Looking at the structure of the XML to get the column names:

xml_structure(xml_data)

Extracting the data and combining into a data frame:

titles <- xml_data %>%
  xml_find_all("//title") %>%
  xml_text()

authors <- xml_data %>%
  xml_find_all("//author") %>%
  xml_text()

release_years <- xml_data %>%
  xml_find_all("//release_year") %>%
  xml_text()

genres <- xml_data %>%
  xml_find_all("//genres") %>%
  xml_text()

pages <- xml_data %>%
  xml_find_all("//pages") %>%
  xml_text()

copies_sold_worldwide <- xml_data %>%
  xml_find_all("//copies_sold_worldwide") %>%
  xml_text()

xml_table <- data.frame("title" = titles,
                        "author" = authors,
                        "release_year" = release_years,
                        "genres" = genres,
                        "pages" = pages,
                        "copies_sold_worldwide" = copies_sold_worldwide)

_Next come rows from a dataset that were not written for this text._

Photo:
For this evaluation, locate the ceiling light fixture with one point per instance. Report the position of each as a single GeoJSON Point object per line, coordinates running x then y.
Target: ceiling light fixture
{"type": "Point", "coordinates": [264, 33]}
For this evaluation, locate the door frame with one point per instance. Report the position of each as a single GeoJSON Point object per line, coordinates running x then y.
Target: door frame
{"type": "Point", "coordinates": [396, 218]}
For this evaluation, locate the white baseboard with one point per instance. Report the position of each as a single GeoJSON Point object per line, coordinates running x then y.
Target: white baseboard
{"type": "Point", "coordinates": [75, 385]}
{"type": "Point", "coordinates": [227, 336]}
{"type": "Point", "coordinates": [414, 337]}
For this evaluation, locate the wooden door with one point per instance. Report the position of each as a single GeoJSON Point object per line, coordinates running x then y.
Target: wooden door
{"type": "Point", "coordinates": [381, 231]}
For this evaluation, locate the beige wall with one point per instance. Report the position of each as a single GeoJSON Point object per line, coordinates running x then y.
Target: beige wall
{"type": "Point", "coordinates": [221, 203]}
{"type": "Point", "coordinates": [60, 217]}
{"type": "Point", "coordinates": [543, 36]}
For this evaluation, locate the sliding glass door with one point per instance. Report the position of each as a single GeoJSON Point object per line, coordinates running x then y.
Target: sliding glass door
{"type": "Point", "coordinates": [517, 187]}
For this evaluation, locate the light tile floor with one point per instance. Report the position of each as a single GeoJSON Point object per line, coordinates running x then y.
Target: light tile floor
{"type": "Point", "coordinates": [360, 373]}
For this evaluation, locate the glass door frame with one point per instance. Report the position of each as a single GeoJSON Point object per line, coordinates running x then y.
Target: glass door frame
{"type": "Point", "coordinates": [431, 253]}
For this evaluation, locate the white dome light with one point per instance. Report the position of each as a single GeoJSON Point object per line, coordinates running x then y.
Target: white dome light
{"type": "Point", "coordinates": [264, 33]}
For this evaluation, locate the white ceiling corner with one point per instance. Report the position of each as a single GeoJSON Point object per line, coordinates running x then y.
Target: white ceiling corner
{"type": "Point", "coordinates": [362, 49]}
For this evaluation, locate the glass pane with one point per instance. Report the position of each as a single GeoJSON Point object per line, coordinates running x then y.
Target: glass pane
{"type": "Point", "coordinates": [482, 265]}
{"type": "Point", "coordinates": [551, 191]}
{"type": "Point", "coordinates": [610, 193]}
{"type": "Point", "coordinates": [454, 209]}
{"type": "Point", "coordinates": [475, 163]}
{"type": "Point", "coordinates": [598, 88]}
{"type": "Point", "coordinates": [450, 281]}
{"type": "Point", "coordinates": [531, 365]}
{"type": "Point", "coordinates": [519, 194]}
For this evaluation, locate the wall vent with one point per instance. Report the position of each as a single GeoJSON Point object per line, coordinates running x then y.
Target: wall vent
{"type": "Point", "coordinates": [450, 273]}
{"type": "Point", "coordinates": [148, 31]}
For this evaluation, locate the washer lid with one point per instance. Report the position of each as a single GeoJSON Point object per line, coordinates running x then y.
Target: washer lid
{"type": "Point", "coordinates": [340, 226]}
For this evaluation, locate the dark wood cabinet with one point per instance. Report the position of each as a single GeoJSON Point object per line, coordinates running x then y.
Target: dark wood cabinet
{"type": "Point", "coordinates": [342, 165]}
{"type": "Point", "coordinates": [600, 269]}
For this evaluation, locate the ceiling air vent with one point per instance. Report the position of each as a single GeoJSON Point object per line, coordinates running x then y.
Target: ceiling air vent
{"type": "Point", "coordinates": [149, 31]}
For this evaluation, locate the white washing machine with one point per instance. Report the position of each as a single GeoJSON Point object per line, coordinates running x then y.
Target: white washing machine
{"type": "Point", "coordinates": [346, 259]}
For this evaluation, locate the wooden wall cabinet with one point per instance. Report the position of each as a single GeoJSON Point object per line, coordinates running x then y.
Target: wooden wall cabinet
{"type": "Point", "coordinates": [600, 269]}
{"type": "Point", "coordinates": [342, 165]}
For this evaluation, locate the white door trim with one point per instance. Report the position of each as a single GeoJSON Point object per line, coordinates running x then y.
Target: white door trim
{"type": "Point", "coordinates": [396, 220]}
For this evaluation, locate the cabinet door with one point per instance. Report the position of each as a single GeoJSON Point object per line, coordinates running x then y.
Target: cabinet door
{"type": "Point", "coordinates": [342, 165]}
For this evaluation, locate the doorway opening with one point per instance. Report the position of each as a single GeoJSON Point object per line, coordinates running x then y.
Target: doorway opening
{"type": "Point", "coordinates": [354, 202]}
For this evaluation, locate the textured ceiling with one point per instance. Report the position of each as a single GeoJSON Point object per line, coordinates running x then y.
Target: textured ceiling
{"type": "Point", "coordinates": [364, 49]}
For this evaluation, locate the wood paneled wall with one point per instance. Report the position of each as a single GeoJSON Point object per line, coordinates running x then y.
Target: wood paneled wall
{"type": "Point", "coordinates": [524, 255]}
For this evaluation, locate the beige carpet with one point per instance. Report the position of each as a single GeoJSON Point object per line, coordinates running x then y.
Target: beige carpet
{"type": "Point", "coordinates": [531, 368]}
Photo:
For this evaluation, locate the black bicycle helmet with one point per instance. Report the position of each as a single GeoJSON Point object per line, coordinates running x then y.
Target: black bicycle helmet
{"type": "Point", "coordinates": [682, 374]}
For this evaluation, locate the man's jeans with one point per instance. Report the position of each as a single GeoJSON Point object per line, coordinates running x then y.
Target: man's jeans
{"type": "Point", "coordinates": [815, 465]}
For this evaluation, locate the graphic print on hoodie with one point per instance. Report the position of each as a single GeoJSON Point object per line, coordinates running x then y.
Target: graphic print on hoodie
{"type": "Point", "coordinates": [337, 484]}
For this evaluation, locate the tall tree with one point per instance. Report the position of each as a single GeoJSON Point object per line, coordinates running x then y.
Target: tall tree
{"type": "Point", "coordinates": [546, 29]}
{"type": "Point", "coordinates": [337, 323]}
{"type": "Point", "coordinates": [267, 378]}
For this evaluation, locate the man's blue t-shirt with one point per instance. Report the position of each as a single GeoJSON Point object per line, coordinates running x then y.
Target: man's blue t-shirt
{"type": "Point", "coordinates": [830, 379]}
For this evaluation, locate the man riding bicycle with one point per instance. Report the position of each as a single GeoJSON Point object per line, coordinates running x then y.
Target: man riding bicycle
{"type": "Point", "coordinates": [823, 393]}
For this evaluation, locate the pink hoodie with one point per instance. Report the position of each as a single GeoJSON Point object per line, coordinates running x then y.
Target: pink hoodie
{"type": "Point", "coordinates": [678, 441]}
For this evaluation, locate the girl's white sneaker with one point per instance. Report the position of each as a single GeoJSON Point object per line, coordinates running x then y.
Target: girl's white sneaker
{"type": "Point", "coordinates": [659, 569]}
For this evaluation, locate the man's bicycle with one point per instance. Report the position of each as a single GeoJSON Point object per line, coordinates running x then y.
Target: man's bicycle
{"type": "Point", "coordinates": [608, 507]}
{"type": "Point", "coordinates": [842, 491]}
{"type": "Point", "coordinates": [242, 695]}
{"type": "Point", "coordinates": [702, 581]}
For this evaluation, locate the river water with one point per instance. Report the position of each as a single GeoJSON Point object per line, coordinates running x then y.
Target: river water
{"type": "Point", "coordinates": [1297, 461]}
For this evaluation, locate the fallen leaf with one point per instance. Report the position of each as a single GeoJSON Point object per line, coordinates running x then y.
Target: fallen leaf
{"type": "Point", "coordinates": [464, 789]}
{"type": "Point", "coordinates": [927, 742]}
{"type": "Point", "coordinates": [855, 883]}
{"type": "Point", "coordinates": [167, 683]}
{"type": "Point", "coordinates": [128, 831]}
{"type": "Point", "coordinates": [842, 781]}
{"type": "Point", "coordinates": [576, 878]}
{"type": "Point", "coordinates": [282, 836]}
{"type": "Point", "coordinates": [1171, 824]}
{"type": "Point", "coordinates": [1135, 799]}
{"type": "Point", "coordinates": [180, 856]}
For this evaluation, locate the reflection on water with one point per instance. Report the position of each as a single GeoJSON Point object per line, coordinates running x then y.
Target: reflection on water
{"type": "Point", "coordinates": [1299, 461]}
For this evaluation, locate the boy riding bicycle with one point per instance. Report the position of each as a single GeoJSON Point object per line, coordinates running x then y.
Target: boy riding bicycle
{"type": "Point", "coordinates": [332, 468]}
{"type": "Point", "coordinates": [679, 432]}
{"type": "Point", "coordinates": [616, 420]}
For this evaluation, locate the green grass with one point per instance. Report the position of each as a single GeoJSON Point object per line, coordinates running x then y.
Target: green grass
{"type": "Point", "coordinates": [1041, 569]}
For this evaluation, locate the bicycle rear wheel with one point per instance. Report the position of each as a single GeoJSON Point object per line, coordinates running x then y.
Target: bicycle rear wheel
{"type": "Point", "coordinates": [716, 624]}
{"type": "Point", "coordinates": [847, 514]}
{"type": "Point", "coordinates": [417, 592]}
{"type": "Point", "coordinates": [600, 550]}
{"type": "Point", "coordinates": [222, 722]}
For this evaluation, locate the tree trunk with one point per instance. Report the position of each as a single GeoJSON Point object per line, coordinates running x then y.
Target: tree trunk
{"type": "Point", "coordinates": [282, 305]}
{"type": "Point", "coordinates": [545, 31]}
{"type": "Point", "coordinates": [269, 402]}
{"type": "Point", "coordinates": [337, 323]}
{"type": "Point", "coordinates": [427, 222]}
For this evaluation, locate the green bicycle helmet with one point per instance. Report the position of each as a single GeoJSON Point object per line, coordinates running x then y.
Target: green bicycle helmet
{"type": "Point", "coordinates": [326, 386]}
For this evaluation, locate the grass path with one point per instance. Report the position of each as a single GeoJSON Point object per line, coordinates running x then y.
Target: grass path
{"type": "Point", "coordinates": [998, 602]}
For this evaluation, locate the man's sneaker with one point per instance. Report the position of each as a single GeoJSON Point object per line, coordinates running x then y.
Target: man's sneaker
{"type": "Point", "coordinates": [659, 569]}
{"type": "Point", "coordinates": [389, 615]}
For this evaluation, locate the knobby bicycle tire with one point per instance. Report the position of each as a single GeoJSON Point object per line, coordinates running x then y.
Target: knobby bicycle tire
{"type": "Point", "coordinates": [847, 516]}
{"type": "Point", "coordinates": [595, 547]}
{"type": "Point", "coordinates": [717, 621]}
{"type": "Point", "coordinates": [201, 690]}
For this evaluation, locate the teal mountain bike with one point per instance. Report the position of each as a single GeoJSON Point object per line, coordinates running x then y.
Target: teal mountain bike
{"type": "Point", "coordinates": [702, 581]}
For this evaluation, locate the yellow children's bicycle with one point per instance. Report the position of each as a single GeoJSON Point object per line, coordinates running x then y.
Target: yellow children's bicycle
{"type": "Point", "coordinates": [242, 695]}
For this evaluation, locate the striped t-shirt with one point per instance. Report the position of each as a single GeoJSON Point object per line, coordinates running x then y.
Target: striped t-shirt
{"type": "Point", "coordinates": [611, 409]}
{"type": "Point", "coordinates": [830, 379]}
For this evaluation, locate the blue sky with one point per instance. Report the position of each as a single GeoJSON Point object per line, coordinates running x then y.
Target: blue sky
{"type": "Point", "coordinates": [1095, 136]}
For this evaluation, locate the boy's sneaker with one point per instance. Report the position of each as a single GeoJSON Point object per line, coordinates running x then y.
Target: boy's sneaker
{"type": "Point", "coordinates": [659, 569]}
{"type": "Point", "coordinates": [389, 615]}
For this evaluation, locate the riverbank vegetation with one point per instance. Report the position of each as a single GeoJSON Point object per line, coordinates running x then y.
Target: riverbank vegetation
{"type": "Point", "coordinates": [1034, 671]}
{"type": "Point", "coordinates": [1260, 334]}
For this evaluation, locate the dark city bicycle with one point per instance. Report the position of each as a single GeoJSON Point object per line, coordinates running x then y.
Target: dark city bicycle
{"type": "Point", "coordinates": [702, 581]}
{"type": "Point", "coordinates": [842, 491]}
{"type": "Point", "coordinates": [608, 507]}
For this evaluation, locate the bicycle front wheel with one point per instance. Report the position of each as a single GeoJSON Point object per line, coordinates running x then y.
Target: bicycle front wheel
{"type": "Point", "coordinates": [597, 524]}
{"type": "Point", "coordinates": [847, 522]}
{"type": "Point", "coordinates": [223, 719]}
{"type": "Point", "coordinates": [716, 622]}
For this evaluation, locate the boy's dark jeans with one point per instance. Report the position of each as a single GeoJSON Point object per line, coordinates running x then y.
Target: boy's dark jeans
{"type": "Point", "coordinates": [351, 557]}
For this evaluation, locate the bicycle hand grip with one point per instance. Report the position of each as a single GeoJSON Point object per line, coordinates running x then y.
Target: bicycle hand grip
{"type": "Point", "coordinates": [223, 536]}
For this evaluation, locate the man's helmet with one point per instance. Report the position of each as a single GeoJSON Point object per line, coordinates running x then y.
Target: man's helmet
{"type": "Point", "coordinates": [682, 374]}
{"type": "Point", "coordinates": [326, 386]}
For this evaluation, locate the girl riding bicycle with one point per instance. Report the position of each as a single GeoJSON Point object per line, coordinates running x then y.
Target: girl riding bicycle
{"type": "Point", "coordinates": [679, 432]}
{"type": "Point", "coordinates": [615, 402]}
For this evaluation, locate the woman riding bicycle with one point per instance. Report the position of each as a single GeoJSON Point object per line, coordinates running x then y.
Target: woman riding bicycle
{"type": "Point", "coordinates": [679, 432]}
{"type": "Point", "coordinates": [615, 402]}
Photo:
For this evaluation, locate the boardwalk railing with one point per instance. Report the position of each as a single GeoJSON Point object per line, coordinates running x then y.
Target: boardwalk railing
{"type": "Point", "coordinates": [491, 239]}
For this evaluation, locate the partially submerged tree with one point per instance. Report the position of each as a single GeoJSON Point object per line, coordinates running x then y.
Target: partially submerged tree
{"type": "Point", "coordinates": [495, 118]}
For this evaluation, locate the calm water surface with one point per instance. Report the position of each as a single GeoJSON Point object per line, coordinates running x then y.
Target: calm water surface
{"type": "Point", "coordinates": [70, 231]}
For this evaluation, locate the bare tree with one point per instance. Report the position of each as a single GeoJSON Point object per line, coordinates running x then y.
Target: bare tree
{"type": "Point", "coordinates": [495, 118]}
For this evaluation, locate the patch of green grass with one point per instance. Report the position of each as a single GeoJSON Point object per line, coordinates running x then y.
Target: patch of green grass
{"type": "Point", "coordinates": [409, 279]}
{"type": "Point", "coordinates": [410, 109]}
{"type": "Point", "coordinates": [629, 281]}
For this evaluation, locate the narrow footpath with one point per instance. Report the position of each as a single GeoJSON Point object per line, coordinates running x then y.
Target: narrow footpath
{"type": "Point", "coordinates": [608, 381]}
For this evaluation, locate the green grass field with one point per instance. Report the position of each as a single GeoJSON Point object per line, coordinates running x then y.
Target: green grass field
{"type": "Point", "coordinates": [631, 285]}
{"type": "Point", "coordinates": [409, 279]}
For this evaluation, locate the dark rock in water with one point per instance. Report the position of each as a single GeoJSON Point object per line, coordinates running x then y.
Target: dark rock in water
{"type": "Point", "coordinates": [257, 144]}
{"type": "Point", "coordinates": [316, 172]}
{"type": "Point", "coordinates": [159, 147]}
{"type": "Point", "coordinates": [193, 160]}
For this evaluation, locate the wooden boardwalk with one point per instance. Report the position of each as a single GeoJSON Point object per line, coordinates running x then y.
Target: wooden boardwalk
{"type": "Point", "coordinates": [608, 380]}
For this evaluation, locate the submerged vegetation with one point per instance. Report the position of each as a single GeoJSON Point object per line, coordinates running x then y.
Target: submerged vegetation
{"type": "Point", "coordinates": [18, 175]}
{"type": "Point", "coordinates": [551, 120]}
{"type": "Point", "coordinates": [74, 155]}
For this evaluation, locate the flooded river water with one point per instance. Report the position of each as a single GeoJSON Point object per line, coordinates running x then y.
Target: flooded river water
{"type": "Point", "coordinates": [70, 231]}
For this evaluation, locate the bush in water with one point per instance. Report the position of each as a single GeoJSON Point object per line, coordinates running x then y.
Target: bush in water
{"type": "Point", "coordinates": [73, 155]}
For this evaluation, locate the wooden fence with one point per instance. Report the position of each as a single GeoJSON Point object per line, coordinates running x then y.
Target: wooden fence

xml_table$release_year <- as.integer(xml_table$release_year)
xml_table$pages <- as.integer(xml_table$pages)
xml_table$copies_sold_worldwide <- as.integer(xml_table$copies_sold_worldwide)

xml_table %>% 
  mutate(across(copies_sold_worldwide, ~ format(.x, big.mark = ","))) %>% 
  knitr::kable()
title author release_year genres pages copies_sold_worldwide
Harry Potter and the Half-Blood Prince J.K Rowling 2005 Action, Fantasy 652 65,000,000
The Shining Stephen King 1977 Horror, Mystery 688 700,000
House of Gucci: A True Story of Murder, Madness, Glamour, and Greed Sara Gay Forden 2004 Drama, Crime, Biography 288 NA

JSON

json_table <- fromJSON(url("https://raw.githubusercontent.com/ShanaFarber/cuny-sps/master/DATA_607/Assignment7/books.json"))

json_table %>% 
  mutate(across(copies_sold_worldwide, ~ format(.x, big.mark = ","))) %>% 
  knitr::kable()
title author release_year genres pages copies_sold_worldwide
Harry Potter and the Half-Blood Prince J.K. Rowling 2005 Action, Fantasy 652 65,000,000
The Shining Stephen King 1977 Horror, Mystery 688 700,000
House of Gucci: A True Story of Murder, Madness, Glamour, and Greed Sara Gay Forden 2004 Drama, Crime, Biography 288 NA

The data from HTML and JSON read in exactly the same. For the XML, I needed to cast the numeric columns to integer type, as they read in as characters. Once I did that, the tables were identical.